How to remove list of words from a list of strings

prabhu picture prabhu · Aug 18, 2010 · Viewed 17.8k times · Source

Sorry if the question is bit confusing. This is similar to this question

I think this the above question is close to what I want, but in Clojure.

There is another question

I need something like this but instead of '[br]' in that question, there is a list of strings that need to be searched and removed.

Hope I made myself clear.

I think that this is due to the fact that strings in python are immutable.

I have a list of noise words that need to be removed from a list of strings.

If I use the list comprehension, I end up searching the same string again and again.
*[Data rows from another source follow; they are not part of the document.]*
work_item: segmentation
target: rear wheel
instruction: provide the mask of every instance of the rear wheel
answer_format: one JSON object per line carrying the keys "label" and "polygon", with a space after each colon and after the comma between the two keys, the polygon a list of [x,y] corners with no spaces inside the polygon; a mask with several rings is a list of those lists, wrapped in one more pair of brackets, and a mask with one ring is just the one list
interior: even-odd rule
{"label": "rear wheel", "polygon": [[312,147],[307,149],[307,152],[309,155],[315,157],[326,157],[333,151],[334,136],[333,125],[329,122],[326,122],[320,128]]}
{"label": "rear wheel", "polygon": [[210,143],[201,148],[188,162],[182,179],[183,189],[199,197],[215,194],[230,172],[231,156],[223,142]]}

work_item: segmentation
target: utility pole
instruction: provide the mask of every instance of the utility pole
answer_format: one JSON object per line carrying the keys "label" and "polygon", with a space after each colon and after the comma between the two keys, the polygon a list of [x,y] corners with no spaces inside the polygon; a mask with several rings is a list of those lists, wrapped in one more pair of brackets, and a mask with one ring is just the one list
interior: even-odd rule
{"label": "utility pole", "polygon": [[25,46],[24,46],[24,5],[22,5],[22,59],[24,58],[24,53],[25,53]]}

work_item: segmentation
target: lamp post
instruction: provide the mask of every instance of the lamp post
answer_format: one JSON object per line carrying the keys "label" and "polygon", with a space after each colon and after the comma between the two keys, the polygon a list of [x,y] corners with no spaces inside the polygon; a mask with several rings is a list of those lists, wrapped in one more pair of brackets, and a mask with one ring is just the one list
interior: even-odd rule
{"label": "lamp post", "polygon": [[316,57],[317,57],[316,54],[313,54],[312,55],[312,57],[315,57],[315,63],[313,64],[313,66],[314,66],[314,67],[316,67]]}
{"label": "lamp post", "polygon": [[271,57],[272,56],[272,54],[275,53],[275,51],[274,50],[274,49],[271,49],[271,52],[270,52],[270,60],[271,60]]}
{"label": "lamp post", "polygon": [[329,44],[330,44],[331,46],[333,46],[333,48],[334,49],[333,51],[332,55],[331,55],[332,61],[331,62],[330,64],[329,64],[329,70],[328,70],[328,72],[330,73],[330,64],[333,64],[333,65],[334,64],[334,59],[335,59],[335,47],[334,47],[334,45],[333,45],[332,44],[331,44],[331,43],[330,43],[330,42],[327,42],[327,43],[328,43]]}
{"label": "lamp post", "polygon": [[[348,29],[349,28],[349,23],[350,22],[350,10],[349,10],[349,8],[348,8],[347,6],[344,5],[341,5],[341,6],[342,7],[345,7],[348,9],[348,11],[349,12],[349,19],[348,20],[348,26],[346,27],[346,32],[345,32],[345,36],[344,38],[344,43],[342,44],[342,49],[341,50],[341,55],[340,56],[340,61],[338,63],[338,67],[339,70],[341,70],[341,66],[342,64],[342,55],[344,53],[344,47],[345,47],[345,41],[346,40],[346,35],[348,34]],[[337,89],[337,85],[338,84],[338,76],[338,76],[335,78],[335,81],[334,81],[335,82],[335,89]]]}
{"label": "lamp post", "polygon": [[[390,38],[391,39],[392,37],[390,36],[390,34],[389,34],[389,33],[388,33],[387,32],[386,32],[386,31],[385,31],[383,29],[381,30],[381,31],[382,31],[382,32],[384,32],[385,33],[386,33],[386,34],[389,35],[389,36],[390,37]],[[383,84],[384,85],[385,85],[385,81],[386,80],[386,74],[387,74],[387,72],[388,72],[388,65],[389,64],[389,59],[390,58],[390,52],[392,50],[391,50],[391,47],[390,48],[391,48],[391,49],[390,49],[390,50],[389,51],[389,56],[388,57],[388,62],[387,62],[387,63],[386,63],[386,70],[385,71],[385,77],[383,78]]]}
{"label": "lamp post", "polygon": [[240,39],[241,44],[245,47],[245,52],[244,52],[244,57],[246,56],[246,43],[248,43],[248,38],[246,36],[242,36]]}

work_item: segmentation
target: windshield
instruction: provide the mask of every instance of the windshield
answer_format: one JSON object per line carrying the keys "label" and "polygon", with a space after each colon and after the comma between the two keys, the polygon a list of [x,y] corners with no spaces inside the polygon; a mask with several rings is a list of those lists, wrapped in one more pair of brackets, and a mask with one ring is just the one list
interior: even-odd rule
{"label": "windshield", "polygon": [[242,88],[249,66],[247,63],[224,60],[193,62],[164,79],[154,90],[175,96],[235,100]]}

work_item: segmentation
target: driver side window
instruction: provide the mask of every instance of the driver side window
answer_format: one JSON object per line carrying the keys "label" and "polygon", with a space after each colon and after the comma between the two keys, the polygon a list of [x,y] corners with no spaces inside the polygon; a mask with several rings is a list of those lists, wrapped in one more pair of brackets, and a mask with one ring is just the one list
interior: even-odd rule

So, only "of" gets removed and not "the". So my modified list looks like this

places = ['New York', 'the New York City', 'at Moscow' and many more]

noise_words_list = ['of', 'the', 'in', 'for', 'at']

for place in places:
    stuff = [place.replace(w, "").strip() for w in noise_words_list if place.startswith(w)]

I would like to know as to what mistake I'm doing.

Answer

Tony Veijalainen picture Tony Veijalainen · Aug 18, 2010

Without regexp you could do like this:

places = ['of New York', 'of the New York']

noise_words_set = {'of', 'the', 'at', 'for', 'in'}
stuff = [' '.join(w for w in place.split() if w.lower() not in noise_words_set)
         for place in places
         ]
print stuff